Leis shrugged. “Some of it,” she said. “The rest came from a lot of research time spent in the older parts of the main library. I spent hours looking through it all, trying to find out what I could.”
“Yeah, well, maybe that’s why you have so much trouble with dating. You ever think of that?”
Leis turned and glared at Helen, who threw her hands up in the air. “Just saying.”
Leis turned and started walking off again. Helen hurried after her. “Go on,” she said. “Please.”

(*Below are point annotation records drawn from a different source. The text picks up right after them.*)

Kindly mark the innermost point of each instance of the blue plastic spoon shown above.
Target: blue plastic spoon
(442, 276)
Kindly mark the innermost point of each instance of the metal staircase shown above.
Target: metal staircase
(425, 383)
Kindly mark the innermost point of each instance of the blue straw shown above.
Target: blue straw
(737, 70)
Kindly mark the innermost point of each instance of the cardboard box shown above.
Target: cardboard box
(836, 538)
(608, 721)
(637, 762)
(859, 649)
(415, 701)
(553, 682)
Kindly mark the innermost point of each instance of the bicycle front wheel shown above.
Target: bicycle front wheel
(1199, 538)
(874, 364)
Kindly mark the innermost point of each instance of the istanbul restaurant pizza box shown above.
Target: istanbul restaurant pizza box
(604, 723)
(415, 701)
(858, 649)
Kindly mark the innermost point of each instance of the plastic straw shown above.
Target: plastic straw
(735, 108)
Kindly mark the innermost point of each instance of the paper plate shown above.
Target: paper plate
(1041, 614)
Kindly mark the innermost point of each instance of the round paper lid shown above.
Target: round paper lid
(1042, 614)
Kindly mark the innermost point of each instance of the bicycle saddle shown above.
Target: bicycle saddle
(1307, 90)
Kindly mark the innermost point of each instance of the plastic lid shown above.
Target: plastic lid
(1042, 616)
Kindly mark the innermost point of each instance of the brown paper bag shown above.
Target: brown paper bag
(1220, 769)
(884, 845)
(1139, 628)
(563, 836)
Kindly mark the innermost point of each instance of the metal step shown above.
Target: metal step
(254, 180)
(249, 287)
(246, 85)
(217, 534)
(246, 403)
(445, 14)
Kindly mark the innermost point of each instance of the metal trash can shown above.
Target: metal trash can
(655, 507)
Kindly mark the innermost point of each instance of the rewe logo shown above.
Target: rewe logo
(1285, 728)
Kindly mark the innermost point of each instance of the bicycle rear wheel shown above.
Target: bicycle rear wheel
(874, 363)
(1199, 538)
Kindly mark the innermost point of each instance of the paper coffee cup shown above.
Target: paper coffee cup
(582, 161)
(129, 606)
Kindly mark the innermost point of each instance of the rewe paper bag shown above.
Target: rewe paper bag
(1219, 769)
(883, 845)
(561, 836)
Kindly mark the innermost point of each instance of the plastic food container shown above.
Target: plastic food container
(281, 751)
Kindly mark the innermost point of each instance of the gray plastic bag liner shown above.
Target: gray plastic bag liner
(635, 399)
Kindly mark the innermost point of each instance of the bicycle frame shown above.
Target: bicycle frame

“I was studying up on my target,” Leis said, continuing to get her nerd on. “Call him Cupid, call him Eros, but call him the god of love either way. The Greeks and the Romans have similar stories about him despite their cultural differences, but he predates those pantheons. Even the Christians sucked him into the Valentine Day’s mythos, but that’s a sham too.”
“Wait,” Helen said, confused. “Now you’re saying Valentine’s Day isn’t Valentine’s Day?”
“Far from it,” Leis said, stopping again. “The whole saint construct of the holiday was just a whitewash by the church they concocted when they wanted to convert others to their beliefs. They took the dates that were important to a culture and superimposed new traditions over them, hoping that their ways would be adopted in place of older pagan rituals. For instance, ever hear of Lupercalia?”
Helen shook her head.
Leis grabbed her face and squeezed her cheeks. “See what a good job your Catholic upbringing did at overwriting it!”
Helen brushed her hand away. “Knock it off,” she said. “What’s Lupercalia?”
“According to legend, it was an ancient pagan ritual that focused both on purification and fertility. Its roots were in honor of the she-wolf that cared for the tossed-aside infants Romulus and Remus.